The Divine Yinka Shonibare MBE at Brooklyn Museum

With summer, we all get into a tropical mood, right? I don’t know about you, but for me, tropical can take on a multitude of nationalities. A bit of India, which means several trips to the local Desi neighborhoods — never more than a short train ride away in NYC — for food, sweets and bangles, or a hint of Jamaica, which means either a short walk to Daphne’s Caribbean Express on East 14th Street for some take-out breakfast of ackee and saltfish or a sit-down meal at the pricey but worth it Negril Village in the West Village. But of course, no tropical mood can be complete without a bit of Africa, the great land of Red, Black, Green and Gold!

Though it changes every year — from Ethiopian food and cloths, to Kenya’s beaded Masai jewelry, to Ghanian traditional Ashanti Kente cloths — lately I have been quite drawn to Nigerian culture. Maybe it was watching the insightful documentary ‘Nollywood Babylon’ at MoMA, or maybe I got hooked during the recent Muslim Voices Festival, which had a beautiful souk market outside BAM featuring lots of West African wares, but this love affair with all things Lagos turned a new corner for me today, after viewing Yinka Shonibare‘s stunning artwork at the Brooklyn Museum.

The British-born, Nigerian-bred Shonibare is at once a visionary, a fashion designer, an artist and a satirist. He makes as much of a silent statement with his beautiful artwork as any verbose journalist or writer could make about the problems and issues of the region. His beautifully crafted garments, worn by headless mannequins of caramel complexions would make any hot blooded woman swoon at the thought of being able to wear them as couture garments of the utmost style. But the strong message he delivers lies within the intricate web woven by many centuries of colonialism in Africa, particularly West Africa. It’s a shameful past, the repercussions of which are still playing out in modern day Nigeria, a country plagued by corruption, strife and massive unemployment.

About his use of ‘Dutch’ African wax print fabrics, the artist has said: “African fabric signifies African identity, rather like American Jeans (Levi’s) are an indicator of trendy youth culture. In Brixton, African fabric is worn with pride amongst radical or cool youth. It manifests itself as a fashion accessory with Black British women in the head wrap form and it can also be found worn by Africans away from the home country. It becomes an aesthetics of defiance, an aesthetics of reassurance, a way of holding on to one’s identity in a culture presumed foreign or different.”

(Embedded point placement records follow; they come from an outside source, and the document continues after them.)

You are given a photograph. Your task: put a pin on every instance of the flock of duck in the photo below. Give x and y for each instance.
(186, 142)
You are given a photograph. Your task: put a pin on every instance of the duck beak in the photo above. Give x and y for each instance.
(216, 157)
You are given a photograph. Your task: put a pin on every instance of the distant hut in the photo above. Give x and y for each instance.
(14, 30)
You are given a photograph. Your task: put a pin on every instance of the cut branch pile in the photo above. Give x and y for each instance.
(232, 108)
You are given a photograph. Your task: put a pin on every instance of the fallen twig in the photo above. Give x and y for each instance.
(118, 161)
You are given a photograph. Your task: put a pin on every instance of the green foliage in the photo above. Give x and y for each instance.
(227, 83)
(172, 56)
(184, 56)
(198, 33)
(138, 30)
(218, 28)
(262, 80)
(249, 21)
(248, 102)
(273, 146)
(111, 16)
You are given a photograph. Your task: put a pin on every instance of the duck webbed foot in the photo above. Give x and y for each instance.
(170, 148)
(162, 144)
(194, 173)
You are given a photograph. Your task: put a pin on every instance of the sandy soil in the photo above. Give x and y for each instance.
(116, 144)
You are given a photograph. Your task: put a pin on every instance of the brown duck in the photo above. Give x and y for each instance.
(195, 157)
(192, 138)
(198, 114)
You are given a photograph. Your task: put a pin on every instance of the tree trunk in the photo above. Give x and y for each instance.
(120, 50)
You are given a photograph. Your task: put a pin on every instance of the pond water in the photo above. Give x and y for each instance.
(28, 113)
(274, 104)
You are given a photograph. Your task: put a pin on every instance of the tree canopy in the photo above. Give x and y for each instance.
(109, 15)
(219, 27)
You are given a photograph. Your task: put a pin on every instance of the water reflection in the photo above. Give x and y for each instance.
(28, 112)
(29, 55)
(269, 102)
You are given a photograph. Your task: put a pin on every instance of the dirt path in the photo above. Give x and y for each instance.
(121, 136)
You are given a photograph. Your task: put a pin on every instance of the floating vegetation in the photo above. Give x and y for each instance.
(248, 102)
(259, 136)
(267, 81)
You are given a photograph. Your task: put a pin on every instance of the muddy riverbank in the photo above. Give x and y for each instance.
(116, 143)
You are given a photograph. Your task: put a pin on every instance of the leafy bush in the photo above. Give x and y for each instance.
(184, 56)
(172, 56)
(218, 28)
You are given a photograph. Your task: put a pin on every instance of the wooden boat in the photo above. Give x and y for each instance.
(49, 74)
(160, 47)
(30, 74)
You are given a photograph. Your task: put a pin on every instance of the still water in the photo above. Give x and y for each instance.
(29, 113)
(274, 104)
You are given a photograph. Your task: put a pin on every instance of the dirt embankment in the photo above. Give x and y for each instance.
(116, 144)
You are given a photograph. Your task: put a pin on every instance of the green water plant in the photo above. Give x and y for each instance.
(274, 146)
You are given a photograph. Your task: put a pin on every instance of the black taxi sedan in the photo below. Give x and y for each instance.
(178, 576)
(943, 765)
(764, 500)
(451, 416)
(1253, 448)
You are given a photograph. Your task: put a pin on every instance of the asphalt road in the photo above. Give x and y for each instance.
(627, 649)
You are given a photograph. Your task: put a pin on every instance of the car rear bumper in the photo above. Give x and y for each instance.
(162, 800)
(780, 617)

The Brooklyn Museum is such a wonderful venue for this life-sized work. Most of the fourth floor houses the main exhibit, as well as a hide-and-seek installation of children scattered within its Period Rooms titled ‘Mother and Father Worked Hard So I Can Play’. Then the exhibit finished on the first floor, with a room dedicated to ‘Leisure Lady (with Ocelots)’ shown here at left, a darkened theater showing a 32 minute film titled ‘Un Ballo In Maschera’ which featured wax print dresses worn in a Venetian Commedia Dell’Arte setting and then the stunning but sadly poignant ‘Scramble for Africa’. This last piece, a detail seen above right, sums up the struggles of a continent which was subdivided and colonized to create strife and conflict among its people. It also befittingly ends the exhibit, in the last room of the first floor.

Yinka Shonibare MBE continues through September 20th 2009 at Brooklyn Museum. The Museum is open every day except Mondays and Tuesday. Take the 2 or 3 train there ASAP and you’ll thank me for it!!